阿羅が手を伸ばすと、その先にいる“エムワン”の背後に、炎でできた魔法陣が展開された。今にも悪魔が召喚されそうなおどろおどろしい紋様が空中からしみだしてくる。
「前ばっかりみてると痛い目見るわよ!」
叫びながら腕をぐいと引き寄せると、魔法陣から真っ赤に爛れたの巨大な刃が飛び出し、“エムワン”のどてっ腹に背後から風穴をあけた。その風穴から青い炎がちらりとのぞいたかと思うと、瞬く間にやつの全身を包みこむ。
「動いちゃだめだよ」
宇羅の声が聞こえたのと同時に、ビキビキという聞きなれない音を鼓膜がとらえた。顔を向けると、辺りの地表が急速に凍っていくのが目に入った。それは生き物のように地面を這い進み、あっという間に“エムワン”の下半身を氷漬けにした。
流石の怪物も、これには少々驚いたらしい。一瞬、注意が足元に引きつけられる。
「阿羅、やるよぉ」
「その間抜けなかけ声、良い加減なんとかしてよ!」
文句を言いながらも、阿羅は両腕を広げた。彼女のちょうど背後にいる宇羅も、同じように腕を前に向かって広げる。
姉妹の集中力がグンと増したのが、放たれる雰囲気から伝わってくる。まとう空気が静電気を帯びているように、ピリピリと肌を刺してくる。

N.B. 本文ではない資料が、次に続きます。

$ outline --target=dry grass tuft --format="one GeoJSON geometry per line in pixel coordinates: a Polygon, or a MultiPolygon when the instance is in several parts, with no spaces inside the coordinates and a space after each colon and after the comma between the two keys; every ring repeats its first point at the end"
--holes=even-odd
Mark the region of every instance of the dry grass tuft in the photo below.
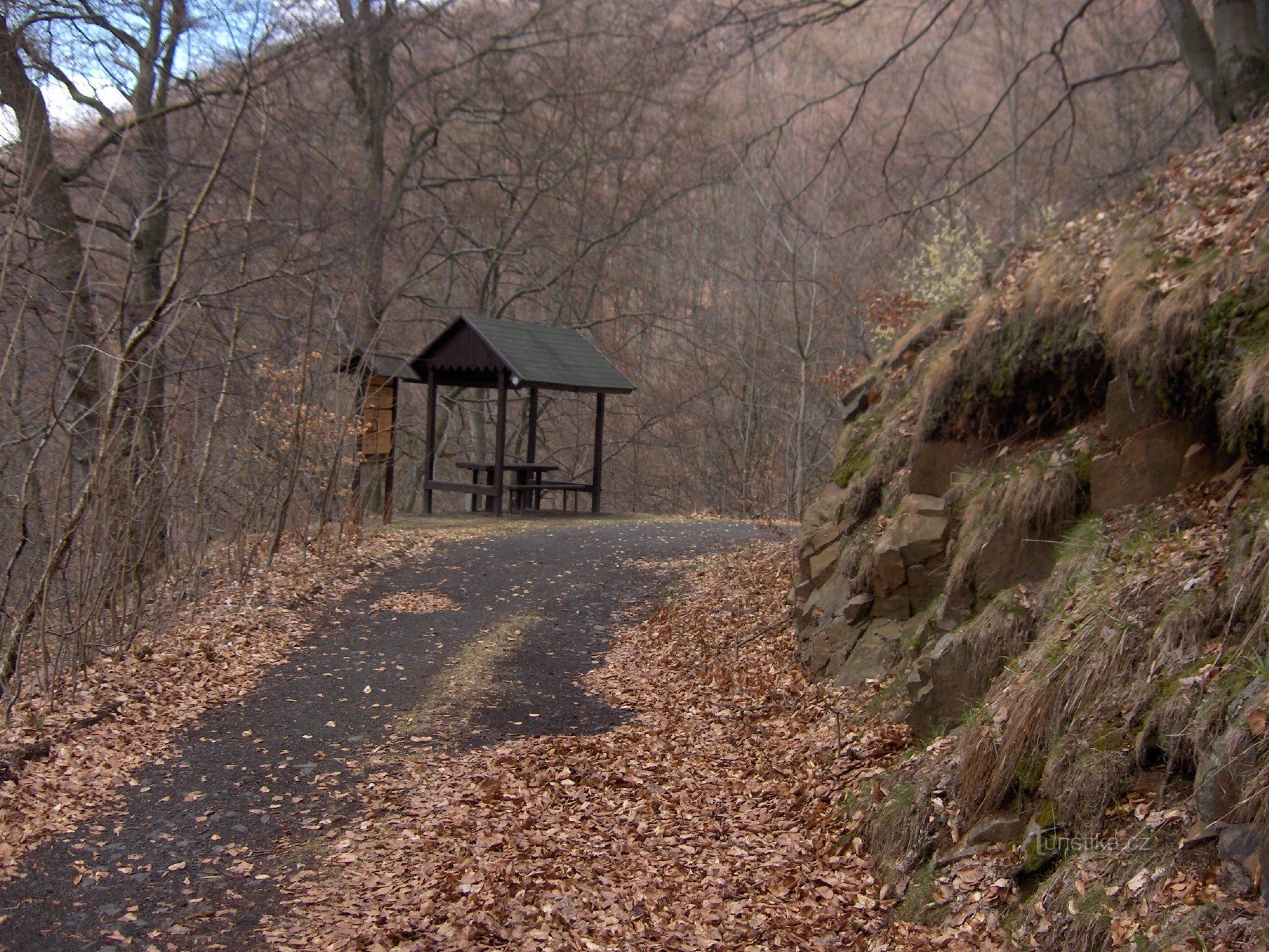
{"type": "MultiPolygon", "coordinates": [[[[1038,793],[1058,803],[1063,823],[1093,833],[1161,729],[1188,718],[1160,702],[1218,630],[1213,590],[1190,584],[1209,578],[1218,555],[1147,536],[1121,541],[1112,559],[1070,559],[1081,571],[1049,583],[1038,637],[996,680],[986,722],[961,739],[957,790],[972,816],[1038,793]],[[1143,741],[1133,740],[1138,729],[1143,741]]],[[[1183,754],[1173,751],[1174,768],[1183,754]]]]}
{"type": "Polygon", "coordinates": [[[1221,401],[1221,430],[1242,449],[1269,452],[1269,347],[1244,357],[1221,401]]]}
{"type": "Polygon", "coordinates": [[[1088,487],[1079,467],[1074,461],[1053,465],[1048,452],[1013,473],[980,473],[957,493],[968,501],[952,560],[949,592],[976,592],[975,574],[983,548],[1001,529],[1019,538],[1052,538],[1088,505],[1088,487]]]}
{"type": "Polygon", "coordinates": [[[985,296],[948,363],[928,376],[923,434],[1005,439],[1053,433],[1105,396],[1108,366],[1076,263],[1042,256],[1008,305],[985,296]]]}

目を凝らすと、“エムワン”の両側に何か巨大なモノが浮かび上がってきているのが見えた。それも1対ではなく、2対だ。内側のつがいは黒に近い朱色で、外側のつがいは青白い色をしている。
形がはっきりとしてくるにつれ、それがどうやら規格外の大きさの掌らしいことが分かった。
すべてを灰へと変える獄炎の掌と、すべてを砕く絶対零度の掌。
「あんなやつ、さっさと叩き潰してやるわ」
まずは阿羅が先陣を切って手を合わせた。彼女の腕の動きに合わせて、燃えたぎる巨人の掌が“エムワン”を言葉通り叩き潰す。掌が合わさった瞬間、小さな爆炎が巻き起こり、火の粉が混じった熱風が僕たちの立つ場所まで押し寄せてきた。
「ダメ押し」
続いて宇羅がその小さな掌をぱちんと鳴らす。はたから見ると可愛らしい女の子がちょっぴり強く合掌したにすぎないが、実際は違う。

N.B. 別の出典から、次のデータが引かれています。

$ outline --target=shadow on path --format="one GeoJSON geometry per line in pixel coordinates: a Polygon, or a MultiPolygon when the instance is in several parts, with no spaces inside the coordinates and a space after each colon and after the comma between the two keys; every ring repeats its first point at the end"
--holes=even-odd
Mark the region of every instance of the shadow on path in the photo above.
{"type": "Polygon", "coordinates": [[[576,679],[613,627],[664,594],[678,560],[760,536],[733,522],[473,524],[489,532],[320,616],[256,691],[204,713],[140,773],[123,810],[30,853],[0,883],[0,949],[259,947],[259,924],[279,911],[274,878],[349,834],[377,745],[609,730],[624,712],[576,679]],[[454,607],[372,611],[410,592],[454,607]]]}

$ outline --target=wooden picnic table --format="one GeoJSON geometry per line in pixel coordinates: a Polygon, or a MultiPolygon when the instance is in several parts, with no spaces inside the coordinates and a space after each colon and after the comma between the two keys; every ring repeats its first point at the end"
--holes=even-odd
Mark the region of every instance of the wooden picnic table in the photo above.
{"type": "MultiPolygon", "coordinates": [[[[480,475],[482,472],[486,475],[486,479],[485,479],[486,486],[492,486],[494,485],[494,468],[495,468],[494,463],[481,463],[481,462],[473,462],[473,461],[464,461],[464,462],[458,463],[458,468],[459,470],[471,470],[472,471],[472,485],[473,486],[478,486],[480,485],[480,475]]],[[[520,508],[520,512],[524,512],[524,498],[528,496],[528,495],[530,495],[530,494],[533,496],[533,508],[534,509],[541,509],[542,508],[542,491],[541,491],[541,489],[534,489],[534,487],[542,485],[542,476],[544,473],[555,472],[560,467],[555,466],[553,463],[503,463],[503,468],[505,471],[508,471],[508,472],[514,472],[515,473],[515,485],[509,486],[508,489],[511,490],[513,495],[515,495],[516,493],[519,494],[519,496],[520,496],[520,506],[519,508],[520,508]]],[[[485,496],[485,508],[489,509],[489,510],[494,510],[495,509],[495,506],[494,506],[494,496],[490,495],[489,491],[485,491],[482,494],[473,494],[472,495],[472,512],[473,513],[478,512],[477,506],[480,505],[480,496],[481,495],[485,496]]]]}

阿羅のより一回りも大きく分厚い掌が、“エムワン”に向かって空を走っていた。宇羅がぱちんと手を鳴らしたと同時に、隕石でも降ってきたかのような轟音が響く。少し遅れて、冷気をふんだんに含んだ突風が僕たちに吹きつけた。真冬に登頂している時に、山頂から吹き降ろす北おろしのようだ。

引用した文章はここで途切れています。